Hi all,
I am currently investigating Airflow as a solution for our experiment
analysis workflow, and I have some questions related to our specific
requirements:
1. We have multiple experiments each day with our reactor and every
experiment needs to be analyzed by multiple analysis nodes (ANs).
1. should I rather utilize dynamic task mapping for spawning many
identical "subgraphs" (only with changing experiment id), or is
it better to use a local file or database as an airflow.Dataset
2. We want to be able to set the priority of analysis, such that we
have quick access to the results of important experiments
1. Is it advisable to build an Operator subclass that updates the
priorities of the dag based on user input?

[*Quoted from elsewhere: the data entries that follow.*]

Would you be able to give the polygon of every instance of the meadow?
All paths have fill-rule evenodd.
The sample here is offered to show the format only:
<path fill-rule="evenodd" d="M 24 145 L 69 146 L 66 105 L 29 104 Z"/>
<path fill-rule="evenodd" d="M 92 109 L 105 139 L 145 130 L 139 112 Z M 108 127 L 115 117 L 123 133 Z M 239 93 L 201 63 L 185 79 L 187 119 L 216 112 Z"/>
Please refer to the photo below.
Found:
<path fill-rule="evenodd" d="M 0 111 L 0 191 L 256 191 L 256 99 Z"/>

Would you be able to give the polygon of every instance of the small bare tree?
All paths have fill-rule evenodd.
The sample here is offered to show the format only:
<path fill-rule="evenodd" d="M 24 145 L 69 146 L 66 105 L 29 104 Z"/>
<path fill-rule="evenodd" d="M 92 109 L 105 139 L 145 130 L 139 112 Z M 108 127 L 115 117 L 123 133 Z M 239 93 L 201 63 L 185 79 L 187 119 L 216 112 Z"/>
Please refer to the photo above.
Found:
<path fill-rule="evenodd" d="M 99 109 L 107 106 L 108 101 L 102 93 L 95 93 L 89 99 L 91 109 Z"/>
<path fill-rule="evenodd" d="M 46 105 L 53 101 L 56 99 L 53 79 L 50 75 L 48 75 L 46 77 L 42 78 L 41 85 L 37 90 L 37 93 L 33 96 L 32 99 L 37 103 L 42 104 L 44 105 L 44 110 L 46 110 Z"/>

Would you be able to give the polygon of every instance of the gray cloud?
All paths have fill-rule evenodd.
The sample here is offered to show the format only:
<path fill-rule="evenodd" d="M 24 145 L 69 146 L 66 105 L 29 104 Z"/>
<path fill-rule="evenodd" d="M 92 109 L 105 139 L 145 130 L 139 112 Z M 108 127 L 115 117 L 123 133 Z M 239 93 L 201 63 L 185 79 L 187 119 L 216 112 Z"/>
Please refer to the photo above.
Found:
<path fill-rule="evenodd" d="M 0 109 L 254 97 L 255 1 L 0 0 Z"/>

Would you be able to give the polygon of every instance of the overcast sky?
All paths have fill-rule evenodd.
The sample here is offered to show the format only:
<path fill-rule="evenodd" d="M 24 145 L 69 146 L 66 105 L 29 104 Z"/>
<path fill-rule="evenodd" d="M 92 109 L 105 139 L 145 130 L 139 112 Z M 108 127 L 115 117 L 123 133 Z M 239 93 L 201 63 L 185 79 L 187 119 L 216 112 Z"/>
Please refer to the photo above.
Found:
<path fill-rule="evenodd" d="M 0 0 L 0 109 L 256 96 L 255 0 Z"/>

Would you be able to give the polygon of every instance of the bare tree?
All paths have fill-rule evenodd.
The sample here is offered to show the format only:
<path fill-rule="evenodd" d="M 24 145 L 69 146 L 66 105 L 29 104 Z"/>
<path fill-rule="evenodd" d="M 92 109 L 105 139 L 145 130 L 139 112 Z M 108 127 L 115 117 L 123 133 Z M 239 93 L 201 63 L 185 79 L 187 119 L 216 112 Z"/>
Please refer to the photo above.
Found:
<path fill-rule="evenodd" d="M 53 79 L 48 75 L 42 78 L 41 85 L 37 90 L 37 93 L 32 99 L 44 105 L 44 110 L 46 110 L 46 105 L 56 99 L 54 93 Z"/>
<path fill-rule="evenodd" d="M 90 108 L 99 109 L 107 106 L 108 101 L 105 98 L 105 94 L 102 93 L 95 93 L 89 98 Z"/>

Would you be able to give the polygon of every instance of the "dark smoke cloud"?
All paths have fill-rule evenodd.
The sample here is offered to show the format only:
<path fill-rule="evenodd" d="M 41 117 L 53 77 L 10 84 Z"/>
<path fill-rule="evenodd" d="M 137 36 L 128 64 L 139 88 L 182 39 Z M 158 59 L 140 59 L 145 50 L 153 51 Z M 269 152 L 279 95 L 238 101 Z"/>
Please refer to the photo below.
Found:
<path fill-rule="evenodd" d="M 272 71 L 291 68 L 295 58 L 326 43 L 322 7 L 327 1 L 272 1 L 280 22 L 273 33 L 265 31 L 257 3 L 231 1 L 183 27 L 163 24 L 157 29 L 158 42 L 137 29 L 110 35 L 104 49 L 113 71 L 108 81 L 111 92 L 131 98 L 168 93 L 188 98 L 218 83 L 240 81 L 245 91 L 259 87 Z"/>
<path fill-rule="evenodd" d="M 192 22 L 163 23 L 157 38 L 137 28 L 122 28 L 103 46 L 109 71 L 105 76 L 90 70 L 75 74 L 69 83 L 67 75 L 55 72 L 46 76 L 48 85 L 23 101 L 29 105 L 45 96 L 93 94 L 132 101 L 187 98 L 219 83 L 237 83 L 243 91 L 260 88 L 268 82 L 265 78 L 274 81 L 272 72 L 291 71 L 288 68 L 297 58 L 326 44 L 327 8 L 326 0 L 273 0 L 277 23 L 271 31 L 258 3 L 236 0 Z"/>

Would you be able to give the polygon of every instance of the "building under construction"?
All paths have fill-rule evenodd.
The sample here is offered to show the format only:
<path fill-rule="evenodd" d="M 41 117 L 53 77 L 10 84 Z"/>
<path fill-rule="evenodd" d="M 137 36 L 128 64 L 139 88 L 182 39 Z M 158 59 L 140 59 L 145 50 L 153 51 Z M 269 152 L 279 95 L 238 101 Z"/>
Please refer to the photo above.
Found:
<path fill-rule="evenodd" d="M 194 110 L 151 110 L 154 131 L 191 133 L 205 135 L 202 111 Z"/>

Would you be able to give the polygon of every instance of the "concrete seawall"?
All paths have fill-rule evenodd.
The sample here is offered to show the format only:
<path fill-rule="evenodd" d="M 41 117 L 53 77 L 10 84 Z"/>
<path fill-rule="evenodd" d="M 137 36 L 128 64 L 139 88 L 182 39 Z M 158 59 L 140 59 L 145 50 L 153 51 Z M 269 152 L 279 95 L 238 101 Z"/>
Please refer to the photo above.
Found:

3. Especially every time, a new experiment has just finished, we want
to prioritize the analysis of that in order to quickly plan new
experiments
1. Is it possible at all to keep searching for recently finished
experiments while the dag is running?
4. We need to track which experiments have already been analyzed
1. Does the airflow database track xcom values. In our case the
experiment id needs to be passed via xcom and it would be good
to be able to filter all finished dag runs for their experiment id
5. In case an AN changes its version, all experiments have to be
reprocessed starting from the AN and triggering all downstream ANs
for that experiment
1. I found the priority_weight parameter. I have no clue, how to
globally prioritize experiments and ANs in case I use
airflow.Dataset with two DAGs
Generally:
1. is airflow the best tool suited for these requirements.
I hope these questions are clear and comprehensible.
Thanks for this nice project and your time,
Daniel